Doctor Who... Page 890

Sorry, I have never watched it. I like comedy programmes.

And Doctor Who... oh wait.

Quote: Raymond Terrific @ October 1 2012, 10:18 PM BST

Yeah, I've found myself using it despite the fact there aren't four in each year. At least I don't describe a room comprising only of toilets and basins as a "bath room". And don't get me started on "rest room". Some people might like to relax and read a book while doing their business but for me the experience is nothing but pure exertion.

The word "toilet" was also originally a euphemism. In fact, most words we use for it are. Bog, loo, crapper etc.

And "water closet" is where Tom Daley lives.

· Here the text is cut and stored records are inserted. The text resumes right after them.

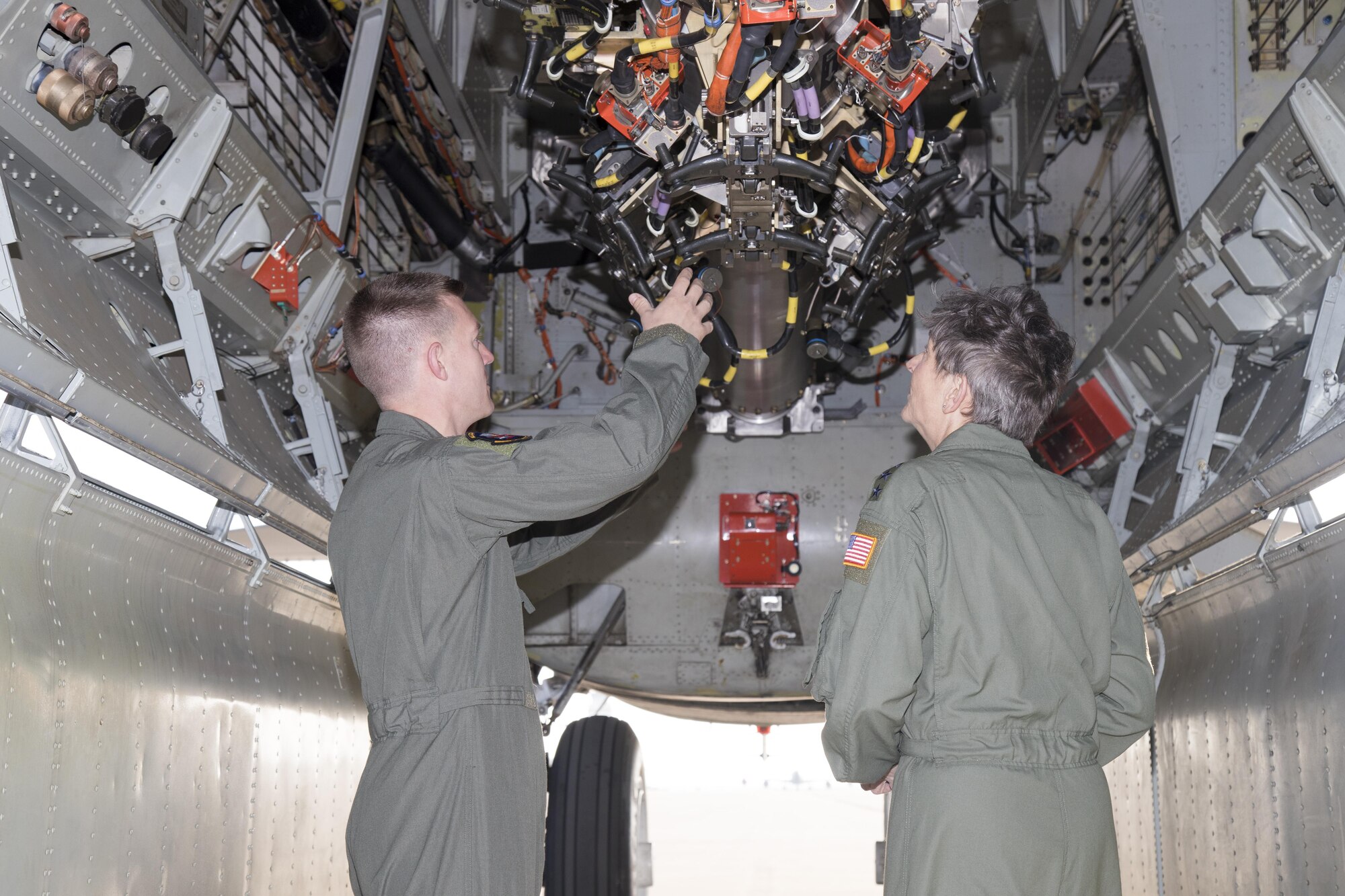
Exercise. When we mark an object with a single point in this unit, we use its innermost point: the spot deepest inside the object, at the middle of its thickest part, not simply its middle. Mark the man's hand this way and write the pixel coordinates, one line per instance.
(685, 306)
(884, 786)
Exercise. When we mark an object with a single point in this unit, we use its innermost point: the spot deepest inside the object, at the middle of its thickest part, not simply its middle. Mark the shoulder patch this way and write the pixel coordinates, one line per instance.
(500, 443)
(496, 438)
(861, 551)
(882, 481)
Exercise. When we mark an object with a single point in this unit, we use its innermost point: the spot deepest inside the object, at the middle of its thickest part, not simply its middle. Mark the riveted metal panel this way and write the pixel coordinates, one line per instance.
(165, 728)
(665, 553)
(1250, 717)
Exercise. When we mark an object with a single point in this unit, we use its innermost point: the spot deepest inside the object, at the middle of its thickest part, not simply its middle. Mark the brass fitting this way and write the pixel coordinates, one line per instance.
(63, 95)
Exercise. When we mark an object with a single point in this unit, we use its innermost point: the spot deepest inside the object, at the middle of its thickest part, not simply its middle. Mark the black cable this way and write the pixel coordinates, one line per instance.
(508, 249)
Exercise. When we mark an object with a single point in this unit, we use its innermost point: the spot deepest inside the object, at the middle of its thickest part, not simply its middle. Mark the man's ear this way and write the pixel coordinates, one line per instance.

http://youtu.be/XWU6XL9xI4k

Teary

Glad they didn't have it in the episode though.

Yeah.

Lord knows the episode was mawkish enough already, but given that Brian had been set up as a major character, it was a necessary piece of resolution that should have been filmed. Though preferably without the strings sawing away in the background.

Agreed.
Once you've decided to play that card you should just squeeze every bit of emotion out of it you can.
I'd have been happy to see this in.

How it would have been done

Brian stands opposite his grandson
They are both trying to shout over the soaring emotional music

Grandson holds up a card
'I'm your grandson'

Brian holds up a sign
'Fancy a f**k?'

They snog

Quote: sootyj @ October 15 2012, 11:23 AM BST

Grandson holds up a card
'I'm your grandson'

Brian holds up a sign
'Fancy a f**k?'

Laughing out loud

I'm glad this scene wasn't in the show - I mean the orginal cartoon one - not sootyj's which is brilliant. My ending - Rory and Amy fall into a cow shed and are literally milked to death.

Badumtish!

Finally watched the 'The Angels take Manhattan', whose title strangely calls to mind the David Bailey vignette 'We'll take Manhattan' that was on in January and also starred Karen Gillan.

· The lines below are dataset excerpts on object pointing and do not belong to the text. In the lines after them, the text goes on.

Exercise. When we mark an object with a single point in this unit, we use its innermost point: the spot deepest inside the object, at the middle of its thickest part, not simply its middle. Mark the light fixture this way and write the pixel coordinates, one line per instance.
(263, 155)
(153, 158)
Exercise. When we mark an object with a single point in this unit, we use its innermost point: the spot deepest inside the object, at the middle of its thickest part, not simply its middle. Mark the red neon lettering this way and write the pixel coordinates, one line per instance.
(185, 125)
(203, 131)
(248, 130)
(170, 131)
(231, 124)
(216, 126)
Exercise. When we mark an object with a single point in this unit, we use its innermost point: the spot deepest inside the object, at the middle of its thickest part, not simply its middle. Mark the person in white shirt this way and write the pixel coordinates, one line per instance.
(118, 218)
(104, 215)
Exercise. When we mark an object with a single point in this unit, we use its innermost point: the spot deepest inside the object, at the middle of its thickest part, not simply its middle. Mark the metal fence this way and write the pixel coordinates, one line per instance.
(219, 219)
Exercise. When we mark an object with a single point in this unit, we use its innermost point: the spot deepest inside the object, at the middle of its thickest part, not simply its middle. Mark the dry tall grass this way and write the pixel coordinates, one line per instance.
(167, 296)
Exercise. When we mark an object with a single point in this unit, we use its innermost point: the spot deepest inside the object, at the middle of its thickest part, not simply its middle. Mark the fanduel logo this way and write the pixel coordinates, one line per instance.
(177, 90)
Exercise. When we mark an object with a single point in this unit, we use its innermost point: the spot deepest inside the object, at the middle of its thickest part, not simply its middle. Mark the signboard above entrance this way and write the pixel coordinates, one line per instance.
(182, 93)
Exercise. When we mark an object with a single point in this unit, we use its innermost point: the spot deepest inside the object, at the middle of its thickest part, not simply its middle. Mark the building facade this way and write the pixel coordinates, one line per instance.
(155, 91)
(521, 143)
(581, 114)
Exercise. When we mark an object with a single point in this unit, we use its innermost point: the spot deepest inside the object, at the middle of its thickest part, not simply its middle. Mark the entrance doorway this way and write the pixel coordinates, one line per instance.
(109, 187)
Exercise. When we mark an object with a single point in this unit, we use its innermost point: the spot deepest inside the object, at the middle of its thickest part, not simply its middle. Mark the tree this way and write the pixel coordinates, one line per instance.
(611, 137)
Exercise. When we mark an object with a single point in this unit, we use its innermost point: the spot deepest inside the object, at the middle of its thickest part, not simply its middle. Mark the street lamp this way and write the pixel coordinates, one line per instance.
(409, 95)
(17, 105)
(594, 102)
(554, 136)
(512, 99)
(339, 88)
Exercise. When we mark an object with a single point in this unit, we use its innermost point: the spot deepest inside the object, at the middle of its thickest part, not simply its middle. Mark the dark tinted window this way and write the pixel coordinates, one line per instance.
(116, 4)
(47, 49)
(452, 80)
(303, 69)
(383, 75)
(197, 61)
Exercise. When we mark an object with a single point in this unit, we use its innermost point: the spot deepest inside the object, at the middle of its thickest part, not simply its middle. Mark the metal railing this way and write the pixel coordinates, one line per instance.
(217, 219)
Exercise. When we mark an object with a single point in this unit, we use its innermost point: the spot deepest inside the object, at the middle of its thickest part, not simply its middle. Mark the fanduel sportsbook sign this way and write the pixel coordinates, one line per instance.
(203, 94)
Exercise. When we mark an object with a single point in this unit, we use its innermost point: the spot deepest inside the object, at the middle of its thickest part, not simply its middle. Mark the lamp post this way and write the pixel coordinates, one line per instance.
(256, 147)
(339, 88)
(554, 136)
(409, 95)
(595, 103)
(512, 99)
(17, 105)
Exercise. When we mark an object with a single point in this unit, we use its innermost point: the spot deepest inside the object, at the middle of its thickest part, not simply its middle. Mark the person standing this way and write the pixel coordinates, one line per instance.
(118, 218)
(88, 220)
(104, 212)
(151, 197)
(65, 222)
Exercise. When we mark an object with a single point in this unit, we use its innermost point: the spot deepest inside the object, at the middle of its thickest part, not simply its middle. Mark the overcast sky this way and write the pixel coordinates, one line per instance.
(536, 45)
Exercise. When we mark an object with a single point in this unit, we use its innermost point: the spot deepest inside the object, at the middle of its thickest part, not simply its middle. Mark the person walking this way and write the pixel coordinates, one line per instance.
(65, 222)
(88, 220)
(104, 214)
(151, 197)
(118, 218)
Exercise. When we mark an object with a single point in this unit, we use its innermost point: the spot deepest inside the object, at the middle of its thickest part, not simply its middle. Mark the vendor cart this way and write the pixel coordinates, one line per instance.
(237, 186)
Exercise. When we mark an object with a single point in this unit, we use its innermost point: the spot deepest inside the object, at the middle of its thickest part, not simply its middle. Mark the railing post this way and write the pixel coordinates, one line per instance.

Presumably the intention must've been to call it City of Angels and have it set in Los Angeles but the budget wasn't up to it. If not, why the genre opening of the sinister financier hiring a private detective a la The Big Sleep?

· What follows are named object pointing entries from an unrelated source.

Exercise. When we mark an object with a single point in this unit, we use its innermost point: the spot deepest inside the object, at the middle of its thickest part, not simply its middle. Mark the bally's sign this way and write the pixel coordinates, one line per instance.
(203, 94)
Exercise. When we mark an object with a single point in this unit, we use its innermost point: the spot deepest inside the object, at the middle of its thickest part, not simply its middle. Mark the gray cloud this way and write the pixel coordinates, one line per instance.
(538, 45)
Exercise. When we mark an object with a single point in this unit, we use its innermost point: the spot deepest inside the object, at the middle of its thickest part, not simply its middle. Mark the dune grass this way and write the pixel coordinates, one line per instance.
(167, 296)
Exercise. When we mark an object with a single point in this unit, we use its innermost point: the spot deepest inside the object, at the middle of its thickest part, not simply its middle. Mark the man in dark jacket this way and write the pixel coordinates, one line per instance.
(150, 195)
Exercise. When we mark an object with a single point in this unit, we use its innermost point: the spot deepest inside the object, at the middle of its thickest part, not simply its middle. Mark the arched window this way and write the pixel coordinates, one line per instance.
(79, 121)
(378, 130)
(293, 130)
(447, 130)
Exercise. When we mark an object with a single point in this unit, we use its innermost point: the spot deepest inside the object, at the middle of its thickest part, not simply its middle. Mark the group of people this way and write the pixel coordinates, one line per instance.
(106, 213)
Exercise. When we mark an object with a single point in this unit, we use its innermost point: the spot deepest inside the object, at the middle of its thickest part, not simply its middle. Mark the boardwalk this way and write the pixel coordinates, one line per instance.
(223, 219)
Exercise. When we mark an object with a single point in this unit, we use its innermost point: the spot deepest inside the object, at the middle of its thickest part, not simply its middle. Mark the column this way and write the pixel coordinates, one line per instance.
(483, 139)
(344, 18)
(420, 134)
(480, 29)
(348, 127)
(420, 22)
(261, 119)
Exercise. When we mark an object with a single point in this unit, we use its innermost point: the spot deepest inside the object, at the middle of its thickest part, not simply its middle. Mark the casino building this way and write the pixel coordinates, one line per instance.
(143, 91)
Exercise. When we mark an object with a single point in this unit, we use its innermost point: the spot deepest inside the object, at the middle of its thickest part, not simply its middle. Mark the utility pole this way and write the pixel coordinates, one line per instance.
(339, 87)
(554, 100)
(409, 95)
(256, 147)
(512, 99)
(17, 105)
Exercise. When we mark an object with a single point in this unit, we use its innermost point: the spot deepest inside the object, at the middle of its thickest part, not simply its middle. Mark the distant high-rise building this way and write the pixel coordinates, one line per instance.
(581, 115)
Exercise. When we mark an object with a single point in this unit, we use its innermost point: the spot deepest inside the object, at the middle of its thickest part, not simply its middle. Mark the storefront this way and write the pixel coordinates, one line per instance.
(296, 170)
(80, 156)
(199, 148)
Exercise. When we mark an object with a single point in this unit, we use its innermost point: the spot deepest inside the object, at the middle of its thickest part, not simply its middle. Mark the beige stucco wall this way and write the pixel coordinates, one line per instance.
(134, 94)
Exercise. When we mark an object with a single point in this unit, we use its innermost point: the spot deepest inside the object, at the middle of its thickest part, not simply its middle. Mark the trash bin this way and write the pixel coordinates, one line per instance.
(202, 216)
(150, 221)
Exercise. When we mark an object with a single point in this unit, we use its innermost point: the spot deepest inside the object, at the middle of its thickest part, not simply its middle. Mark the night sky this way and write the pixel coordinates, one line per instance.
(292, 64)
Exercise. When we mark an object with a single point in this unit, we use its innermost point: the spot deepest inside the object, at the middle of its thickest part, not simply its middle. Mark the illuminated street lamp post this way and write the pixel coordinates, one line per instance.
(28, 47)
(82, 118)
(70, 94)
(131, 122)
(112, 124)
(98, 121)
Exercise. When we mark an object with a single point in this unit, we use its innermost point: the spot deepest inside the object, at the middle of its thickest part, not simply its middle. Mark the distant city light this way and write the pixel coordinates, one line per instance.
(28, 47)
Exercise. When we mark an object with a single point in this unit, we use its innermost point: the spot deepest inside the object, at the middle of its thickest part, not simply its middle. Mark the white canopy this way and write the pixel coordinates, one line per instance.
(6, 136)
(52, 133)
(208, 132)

Moffat's writing has always looked like a man furnishing a flat from a skip. All the usual stuff was here - unnecessary and wasted characters, people communicating through time via unusual means, set-pieces taking the place of narrative, no proper characterisation, and two magic endings, instead of the usual one.

Most worrying of all for me is the uneven tone. What happened to the Philip Marlowe stuff that the episode opened with? Why can't Moffat write a single line of dialogue that you could identify in a blind tasting with the character it was written for? Calling the Doctor 'Raggedy man' is not characterisation. And there were so many weak puns and jaunty epithets shared out amongst the characters that it feels like the episode was co-written with Barry Cryer.

I did find the ending sad. Rory and Amy's demise featured a flashback of the young Amy sitting on her suitcase in the garden from The Eleventh Hour. It recalled a jubilant time in this thread where we thought the show was going to surpass itself and become something really fine. A lot of the magic of that episode now seems to be down to our low expectations of Matt Smith and the numinous casting of Caitlin Blackwood as the young Amelia. It wasn't Moffat. Moffat can't write for toffee.

Confirmed that Neil Gaiman will be writing the second to last episode of the series. Plus two from Moffat, two from Gatiss, Two from Neil (Luthor) Cross and one from Stephen Thompson.